I am almost ashamed at how often I make this.
It is a fact. You can’t beat fall-off-the-bone pulled pork. Not only does it taste mighty fine, and can effortlessly feed a crowd, but the preparation is borderline slothful. You take a dirt-cheap hunk of sinewy meat, slather it in a blend of spices, and then plop it in a pot with a splash of liquid. The oven does all the tedious work while you go drink Rosé on the deck, or something very important like that.
Your unmerited reward: unctuous, tender chunks of meat, moistened in a subtly spiced pool of pan juices.
A few words on fat: while a thick layer of adipose tissue isn’t probably desired on your bottom, I assure it is mandatory on a pork butt.
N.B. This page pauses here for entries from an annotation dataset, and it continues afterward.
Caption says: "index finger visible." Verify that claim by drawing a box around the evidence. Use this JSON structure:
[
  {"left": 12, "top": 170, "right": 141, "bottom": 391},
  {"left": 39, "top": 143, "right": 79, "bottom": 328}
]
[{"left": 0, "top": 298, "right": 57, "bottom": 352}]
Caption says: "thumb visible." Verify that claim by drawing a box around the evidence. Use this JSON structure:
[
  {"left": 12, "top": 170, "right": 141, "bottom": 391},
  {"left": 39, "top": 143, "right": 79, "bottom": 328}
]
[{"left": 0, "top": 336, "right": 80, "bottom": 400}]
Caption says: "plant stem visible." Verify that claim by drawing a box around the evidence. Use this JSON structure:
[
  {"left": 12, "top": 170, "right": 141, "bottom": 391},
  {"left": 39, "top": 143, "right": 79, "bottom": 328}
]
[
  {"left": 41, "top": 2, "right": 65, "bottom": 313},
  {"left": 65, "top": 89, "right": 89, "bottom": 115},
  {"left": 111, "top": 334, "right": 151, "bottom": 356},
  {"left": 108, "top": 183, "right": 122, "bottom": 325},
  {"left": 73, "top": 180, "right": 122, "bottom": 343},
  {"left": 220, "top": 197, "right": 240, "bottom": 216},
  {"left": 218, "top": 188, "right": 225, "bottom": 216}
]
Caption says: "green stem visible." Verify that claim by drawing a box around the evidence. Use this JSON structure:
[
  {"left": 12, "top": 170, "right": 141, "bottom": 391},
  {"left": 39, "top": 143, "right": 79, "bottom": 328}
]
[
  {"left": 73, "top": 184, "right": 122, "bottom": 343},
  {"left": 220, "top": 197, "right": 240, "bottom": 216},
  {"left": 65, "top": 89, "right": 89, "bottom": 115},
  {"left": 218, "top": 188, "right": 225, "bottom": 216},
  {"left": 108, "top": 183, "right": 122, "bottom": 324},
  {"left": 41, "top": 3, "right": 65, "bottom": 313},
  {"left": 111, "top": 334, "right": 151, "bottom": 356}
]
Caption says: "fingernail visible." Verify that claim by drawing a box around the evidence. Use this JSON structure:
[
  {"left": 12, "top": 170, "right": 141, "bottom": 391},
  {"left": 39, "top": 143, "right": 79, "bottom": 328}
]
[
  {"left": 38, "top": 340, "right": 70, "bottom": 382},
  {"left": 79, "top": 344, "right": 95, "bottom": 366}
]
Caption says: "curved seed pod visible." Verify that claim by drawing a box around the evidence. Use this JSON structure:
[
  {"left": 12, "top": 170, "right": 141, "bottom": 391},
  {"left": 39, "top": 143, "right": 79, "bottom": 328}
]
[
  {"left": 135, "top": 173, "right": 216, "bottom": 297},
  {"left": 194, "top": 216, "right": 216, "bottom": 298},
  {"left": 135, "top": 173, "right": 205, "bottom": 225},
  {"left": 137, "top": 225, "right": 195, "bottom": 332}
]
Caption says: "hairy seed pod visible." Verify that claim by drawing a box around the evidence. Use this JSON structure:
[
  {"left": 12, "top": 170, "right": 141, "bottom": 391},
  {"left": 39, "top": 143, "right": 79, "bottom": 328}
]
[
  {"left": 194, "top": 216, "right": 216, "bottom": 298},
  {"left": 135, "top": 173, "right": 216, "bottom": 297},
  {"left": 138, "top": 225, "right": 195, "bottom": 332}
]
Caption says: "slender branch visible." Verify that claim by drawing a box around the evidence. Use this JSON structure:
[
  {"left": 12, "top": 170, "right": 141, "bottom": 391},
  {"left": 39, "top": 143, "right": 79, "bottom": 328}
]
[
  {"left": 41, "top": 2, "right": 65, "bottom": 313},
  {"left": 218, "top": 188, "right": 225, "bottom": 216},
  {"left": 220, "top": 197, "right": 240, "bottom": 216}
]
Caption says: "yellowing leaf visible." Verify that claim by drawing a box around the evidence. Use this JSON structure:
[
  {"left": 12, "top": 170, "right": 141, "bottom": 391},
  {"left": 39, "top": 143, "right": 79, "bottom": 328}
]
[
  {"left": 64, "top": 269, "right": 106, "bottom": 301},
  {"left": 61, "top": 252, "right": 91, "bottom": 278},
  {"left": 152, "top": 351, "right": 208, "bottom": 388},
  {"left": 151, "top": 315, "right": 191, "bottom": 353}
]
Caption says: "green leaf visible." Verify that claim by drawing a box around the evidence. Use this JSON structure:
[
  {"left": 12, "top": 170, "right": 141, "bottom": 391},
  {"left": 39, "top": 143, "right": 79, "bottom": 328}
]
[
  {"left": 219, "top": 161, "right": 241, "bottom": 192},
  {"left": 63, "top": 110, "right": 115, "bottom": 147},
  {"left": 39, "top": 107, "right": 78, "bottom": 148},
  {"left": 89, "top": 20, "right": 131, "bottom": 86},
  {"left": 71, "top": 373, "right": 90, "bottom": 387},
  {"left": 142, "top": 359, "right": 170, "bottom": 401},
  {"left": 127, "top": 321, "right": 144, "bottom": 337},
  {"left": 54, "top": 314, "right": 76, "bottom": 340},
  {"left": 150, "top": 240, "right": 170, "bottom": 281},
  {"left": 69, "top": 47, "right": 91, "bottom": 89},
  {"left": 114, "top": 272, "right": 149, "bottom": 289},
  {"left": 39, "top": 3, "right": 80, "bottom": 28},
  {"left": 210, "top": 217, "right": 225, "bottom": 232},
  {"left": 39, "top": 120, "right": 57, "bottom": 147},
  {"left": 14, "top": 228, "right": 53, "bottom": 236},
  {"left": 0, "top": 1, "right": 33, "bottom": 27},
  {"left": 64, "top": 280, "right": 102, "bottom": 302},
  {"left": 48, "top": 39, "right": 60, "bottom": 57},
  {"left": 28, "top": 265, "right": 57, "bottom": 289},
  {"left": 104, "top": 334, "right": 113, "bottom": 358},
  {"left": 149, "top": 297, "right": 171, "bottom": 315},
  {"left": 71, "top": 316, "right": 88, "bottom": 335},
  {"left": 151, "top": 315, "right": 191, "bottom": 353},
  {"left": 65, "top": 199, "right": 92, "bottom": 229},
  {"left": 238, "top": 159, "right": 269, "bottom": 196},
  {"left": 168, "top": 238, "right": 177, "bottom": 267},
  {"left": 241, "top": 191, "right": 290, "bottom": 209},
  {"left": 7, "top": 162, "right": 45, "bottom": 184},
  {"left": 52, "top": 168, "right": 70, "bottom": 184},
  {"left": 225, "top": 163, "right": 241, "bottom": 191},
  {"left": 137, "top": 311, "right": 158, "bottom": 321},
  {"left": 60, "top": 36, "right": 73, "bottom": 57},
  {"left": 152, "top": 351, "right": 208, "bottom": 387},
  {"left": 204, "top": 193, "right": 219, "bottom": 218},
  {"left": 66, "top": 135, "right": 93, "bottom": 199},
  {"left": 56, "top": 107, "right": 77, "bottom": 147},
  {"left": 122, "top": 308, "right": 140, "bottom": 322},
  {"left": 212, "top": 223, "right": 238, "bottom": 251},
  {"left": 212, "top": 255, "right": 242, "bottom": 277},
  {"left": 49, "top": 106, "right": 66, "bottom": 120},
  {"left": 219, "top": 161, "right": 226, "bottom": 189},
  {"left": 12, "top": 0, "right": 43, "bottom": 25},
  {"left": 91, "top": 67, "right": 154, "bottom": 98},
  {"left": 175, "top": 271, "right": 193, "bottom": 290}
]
Whatever you do, don’t go diet mode and start cutting it off to save calories. You’ll end up with a tough and bone-dry slab of meat.
One last note, this is truly the meal that keeps on feeding. Once cooked, I divvy up my bounty into several zip-top bags, toss them into the freezer and then have any number of easy dinners available on a whim. Here are a few ideas: fajitas, barbecue, tamales, pozole, zuppa di fagioli, etc.
SLOW ROASTED PORK
Adapted from this recipe, originally published in the late and great magazine, Cottage Living (R.I.P.)
1 tablespoon chili powder
1 tablespoon ground paprika
1 tablespoon sea salt
1 tablespoon freshly ground pepper
1 tablespoon brown sugar
1 (6-pound) or 2 (3-pound) pieces Boston butt or pork shoulder
1 cup apple juice or orange juice
1/2 cup water
- Preheat oven to 325 degrees.
- Combine first five ingredients in a small bowl; rub spice mixture all over pork.
- Place pork fatty side up in a large Dutch oven. Pour juice and water around meat. Cover with oven safe lid or aluminum foil; roast for 5 hours or until meat is fork-tender. Uncover and cook an additional 30 minutes until skin is crispy and cracks.
- Remove from oven and let rest 15 minutes before shredding with two forks. Once pan juices have cooled the fat will begin to pool, skim off some of this fat. Serve and store meat with some of the cooking liquid to keep things moist.
*** Slow Cooker Alternative ***
I passed this recipe on to my friend Susan ages ago and she likes to make it in her crock-pot, as follows: place spice-rubbed pork shoulder fat-side up in crock-pot, pour juice and water around meat, cook 10 hours on LOW.
Did you ever try this in a slow cooker?
Never mind LOL I read the last paragraph 🙂
No worries! I should make the slow cooker alternative a little easier to read. I will say that I’ve made this many times both ways and I prefer the oven method more because you get nicely charred and caramelized edges. However, the crock pot version is still wonderful and a huge time saver if you don’t want to babysit a pot in the oven. Enjoy!